Elder Faust’s talk, The Dignity of Self, was also great. Of all the passages I highlighted, my favorite was this challenging question: “Can we respect ourselves when we do things that we do not admire and may even condemn in others?”
Throughout the talk, Elder Faust urged a greater self-esteem for people, and especially young people, while simultaneously arguing that that self-esteem would best come through holding ourselves to high standards:
It is my firm persuasion that building self-esteem sufficiently to forsake all evil requires a consecration to the saving principles and ordinances of the gospel under divine priesthood authority. It must be consecration to simple, basic Christian principles, including honesty to self and others, forgetting of self, integrity of thought and action.
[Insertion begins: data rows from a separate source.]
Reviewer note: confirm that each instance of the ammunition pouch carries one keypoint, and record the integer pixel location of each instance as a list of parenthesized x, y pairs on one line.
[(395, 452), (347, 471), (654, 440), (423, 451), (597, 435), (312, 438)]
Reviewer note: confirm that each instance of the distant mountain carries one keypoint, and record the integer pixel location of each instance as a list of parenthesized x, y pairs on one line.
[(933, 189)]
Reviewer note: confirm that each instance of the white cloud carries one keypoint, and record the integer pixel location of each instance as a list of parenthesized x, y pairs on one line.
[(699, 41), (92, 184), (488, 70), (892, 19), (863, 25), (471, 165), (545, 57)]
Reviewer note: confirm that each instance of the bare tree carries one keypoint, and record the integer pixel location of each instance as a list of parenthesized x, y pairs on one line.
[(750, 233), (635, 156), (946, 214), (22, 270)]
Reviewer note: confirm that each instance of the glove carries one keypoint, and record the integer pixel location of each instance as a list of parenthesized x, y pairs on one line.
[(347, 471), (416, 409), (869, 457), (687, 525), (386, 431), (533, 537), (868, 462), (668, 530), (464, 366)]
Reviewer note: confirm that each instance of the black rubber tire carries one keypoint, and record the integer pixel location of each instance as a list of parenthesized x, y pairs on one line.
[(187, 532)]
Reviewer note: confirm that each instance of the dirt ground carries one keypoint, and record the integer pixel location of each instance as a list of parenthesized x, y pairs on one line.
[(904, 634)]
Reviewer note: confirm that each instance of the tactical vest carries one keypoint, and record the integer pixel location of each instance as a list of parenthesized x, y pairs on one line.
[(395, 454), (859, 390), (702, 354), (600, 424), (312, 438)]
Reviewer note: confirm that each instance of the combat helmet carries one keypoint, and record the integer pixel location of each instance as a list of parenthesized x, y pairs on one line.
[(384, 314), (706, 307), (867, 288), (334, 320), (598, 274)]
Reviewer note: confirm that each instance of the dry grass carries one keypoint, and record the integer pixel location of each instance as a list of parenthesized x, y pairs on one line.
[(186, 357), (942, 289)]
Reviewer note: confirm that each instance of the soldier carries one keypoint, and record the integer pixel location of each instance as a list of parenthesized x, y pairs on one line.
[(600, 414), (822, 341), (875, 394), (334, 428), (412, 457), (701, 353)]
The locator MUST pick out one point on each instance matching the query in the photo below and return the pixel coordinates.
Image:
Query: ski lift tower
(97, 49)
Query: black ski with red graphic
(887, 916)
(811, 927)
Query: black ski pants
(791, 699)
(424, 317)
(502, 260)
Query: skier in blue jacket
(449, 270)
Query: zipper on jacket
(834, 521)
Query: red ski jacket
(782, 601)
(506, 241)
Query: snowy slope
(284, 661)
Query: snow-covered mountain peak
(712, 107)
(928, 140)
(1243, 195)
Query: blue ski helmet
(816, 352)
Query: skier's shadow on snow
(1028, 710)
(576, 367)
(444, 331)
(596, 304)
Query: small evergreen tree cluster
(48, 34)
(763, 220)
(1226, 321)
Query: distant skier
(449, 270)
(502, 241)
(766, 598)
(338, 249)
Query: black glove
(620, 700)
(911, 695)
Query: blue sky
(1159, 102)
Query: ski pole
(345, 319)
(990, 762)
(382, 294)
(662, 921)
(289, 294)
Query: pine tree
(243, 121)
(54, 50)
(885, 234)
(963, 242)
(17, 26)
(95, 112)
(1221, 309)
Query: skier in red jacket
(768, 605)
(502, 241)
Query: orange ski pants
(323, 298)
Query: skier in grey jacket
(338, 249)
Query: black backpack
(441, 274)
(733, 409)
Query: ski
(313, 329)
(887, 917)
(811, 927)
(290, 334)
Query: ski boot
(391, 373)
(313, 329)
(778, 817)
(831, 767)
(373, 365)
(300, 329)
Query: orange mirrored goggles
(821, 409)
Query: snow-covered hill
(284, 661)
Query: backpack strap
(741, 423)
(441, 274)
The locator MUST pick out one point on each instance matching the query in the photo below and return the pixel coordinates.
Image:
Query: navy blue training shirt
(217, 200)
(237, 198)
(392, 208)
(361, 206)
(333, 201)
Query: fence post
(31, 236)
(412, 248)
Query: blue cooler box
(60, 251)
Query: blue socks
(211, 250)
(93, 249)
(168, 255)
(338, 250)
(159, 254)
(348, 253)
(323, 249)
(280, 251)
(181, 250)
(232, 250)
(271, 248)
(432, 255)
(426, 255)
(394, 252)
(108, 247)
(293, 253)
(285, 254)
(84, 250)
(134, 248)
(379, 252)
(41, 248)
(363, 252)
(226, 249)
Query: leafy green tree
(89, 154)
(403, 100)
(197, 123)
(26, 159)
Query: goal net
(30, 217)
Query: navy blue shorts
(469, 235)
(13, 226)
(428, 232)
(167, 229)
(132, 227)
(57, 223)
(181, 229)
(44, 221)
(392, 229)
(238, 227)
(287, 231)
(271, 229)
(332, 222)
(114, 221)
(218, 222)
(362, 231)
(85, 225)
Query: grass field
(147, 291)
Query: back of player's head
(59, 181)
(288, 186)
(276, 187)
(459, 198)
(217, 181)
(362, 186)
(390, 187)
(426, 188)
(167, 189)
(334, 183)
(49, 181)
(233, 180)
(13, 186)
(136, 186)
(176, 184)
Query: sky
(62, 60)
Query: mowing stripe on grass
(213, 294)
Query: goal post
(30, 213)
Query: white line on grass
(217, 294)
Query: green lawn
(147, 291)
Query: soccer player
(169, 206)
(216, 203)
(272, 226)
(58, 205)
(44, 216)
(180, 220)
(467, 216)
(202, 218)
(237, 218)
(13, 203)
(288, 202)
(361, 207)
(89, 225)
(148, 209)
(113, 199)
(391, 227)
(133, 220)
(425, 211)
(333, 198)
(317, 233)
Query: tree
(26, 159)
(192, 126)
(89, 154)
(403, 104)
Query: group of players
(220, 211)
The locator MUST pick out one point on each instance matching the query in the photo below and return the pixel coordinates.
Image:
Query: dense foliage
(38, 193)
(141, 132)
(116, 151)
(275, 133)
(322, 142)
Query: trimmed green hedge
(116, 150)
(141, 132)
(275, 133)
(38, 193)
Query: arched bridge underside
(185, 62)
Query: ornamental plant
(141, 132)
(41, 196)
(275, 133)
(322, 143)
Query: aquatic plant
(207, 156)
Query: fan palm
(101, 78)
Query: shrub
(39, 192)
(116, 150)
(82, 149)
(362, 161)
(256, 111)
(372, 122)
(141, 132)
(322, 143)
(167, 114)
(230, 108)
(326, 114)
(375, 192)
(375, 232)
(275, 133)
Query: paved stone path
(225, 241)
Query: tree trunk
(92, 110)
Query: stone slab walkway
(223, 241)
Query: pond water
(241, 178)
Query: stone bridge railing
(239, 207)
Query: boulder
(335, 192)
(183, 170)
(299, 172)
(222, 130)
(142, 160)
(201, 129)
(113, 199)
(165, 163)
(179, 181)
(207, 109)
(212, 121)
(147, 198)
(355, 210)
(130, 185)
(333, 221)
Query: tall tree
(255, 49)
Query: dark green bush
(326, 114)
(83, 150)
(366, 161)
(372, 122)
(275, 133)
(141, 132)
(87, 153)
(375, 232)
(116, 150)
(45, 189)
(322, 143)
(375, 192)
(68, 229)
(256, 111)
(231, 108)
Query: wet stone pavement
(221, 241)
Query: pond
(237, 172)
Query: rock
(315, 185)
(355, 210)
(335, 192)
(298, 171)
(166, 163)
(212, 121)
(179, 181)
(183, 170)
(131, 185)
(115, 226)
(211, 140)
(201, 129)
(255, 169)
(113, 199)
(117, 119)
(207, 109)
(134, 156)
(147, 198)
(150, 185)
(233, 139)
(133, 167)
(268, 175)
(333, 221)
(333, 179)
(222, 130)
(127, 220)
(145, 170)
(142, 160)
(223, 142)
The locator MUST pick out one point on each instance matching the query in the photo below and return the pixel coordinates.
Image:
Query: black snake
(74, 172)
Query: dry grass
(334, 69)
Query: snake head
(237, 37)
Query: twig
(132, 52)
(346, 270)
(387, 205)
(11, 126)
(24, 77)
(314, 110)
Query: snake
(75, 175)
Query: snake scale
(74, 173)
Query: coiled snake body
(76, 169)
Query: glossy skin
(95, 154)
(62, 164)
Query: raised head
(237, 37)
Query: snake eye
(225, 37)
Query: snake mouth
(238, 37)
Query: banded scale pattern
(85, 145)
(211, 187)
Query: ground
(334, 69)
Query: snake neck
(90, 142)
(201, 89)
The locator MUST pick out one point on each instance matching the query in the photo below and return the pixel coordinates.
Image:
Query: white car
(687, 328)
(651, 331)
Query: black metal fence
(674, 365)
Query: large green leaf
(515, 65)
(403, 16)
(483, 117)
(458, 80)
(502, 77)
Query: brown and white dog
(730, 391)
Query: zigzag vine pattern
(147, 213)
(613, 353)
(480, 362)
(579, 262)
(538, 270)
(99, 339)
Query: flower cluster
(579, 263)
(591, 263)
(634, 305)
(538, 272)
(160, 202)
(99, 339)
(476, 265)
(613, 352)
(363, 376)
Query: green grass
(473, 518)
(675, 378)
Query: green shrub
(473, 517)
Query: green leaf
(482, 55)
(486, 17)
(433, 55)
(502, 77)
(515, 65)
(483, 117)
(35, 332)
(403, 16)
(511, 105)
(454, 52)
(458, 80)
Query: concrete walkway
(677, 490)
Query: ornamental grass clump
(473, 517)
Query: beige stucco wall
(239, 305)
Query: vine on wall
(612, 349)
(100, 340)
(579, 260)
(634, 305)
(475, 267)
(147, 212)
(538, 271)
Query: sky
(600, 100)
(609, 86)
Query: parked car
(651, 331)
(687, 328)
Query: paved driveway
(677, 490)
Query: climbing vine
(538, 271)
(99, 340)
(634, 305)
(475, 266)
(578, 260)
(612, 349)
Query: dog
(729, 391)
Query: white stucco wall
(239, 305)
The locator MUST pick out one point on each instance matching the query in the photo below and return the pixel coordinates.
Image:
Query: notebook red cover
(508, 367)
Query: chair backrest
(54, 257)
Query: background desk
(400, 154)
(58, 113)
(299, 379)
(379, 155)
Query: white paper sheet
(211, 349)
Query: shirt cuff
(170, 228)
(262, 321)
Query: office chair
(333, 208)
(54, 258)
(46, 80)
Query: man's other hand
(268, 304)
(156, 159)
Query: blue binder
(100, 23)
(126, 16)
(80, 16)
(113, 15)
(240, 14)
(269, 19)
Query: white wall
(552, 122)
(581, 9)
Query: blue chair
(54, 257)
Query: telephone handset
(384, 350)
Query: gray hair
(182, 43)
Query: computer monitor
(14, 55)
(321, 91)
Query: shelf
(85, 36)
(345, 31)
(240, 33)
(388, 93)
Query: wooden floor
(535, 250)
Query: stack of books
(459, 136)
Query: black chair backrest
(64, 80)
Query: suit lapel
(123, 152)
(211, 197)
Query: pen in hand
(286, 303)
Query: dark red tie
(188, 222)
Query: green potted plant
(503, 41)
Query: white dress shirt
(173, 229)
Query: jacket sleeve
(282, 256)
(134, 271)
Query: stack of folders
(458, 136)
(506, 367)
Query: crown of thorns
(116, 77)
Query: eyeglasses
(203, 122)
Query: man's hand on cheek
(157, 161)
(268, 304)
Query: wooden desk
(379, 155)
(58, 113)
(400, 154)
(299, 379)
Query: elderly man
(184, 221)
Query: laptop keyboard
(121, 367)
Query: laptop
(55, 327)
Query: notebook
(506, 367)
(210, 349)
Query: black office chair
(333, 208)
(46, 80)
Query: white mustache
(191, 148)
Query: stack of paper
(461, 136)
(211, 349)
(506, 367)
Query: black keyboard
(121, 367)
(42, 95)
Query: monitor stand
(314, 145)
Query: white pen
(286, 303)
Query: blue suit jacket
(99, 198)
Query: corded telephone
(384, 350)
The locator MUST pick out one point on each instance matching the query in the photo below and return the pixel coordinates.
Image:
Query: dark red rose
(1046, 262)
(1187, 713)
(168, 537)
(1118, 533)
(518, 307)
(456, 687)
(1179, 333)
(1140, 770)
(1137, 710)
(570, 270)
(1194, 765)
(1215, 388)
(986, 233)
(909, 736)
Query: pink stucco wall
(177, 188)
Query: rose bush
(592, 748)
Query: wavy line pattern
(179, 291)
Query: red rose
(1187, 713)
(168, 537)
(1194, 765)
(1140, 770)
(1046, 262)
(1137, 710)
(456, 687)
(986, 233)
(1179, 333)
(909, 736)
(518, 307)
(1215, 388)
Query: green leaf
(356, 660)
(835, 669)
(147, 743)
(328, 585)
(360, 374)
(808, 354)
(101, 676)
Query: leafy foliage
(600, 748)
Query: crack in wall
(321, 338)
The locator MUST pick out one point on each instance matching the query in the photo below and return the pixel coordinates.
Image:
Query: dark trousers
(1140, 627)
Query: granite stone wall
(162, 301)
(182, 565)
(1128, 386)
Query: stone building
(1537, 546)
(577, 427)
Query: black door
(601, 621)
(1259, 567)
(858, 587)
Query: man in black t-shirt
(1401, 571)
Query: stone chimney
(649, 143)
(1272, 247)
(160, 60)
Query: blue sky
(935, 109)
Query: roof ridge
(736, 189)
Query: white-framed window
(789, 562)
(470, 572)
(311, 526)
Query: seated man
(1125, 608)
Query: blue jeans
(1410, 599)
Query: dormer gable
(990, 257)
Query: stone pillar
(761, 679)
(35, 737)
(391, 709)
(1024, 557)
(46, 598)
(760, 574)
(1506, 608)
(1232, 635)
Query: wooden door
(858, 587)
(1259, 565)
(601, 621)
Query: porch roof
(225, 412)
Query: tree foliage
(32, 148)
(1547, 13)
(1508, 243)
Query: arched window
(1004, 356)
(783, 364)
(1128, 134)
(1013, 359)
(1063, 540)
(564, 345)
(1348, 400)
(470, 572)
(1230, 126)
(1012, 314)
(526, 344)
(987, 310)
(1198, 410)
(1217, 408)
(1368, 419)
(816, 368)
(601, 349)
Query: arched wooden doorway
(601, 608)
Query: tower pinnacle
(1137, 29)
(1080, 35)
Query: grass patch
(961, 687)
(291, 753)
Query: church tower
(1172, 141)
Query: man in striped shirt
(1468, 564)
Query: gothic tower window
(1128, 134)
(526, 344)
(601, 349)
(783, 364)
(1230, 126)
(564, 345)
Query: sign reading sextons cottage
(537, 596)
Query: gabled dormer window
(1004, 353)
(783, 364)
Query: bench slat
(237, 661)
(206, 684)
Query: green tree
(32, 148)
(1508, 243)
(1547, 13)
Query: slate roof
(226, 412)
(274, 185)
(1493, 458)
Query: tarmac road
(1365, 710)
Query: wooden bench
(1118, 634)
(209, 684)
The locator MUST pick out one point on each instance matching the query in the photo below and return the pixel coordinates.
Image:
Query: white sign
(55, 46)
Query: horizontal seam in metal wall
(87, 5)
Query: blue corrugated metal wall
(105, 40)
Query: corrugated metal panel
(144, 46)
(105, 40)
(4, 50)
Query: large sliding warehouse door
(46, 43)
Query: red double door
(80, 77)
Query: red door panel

The last talk from this session that I’ll mention was Elder Packer’s simply-titled, Marriage. A lot of the talk is what you’d expect, especially based on Elder Packer’s clear opening statement: “It is my purpose to endorse and to favor, to encourage and defend marriage.” A lot of the specifics are different from what we might hear today, but only because the competing philosophies threatening marriage were different in 1981 than in 2018. The ultimate message, however, is completely consistent:
The ultimate end of all activity in the Church is that a man and his wife and their children can be happy at home and that the family can continue through eternity. All Christian doctrine is formulated to protect the individual, the home, and the family. . . No relationship has more potential to exalt a man and a woman than the marriage covenant. No obligation in society or in the Church supersedes it in importance. (emphasis added)
It’s a pretty stunning statement, even for people who have been paying attention to the Church’s teachings, and so I think it might even bear repeating one more time: the family is not for the Church; the Church is for the family.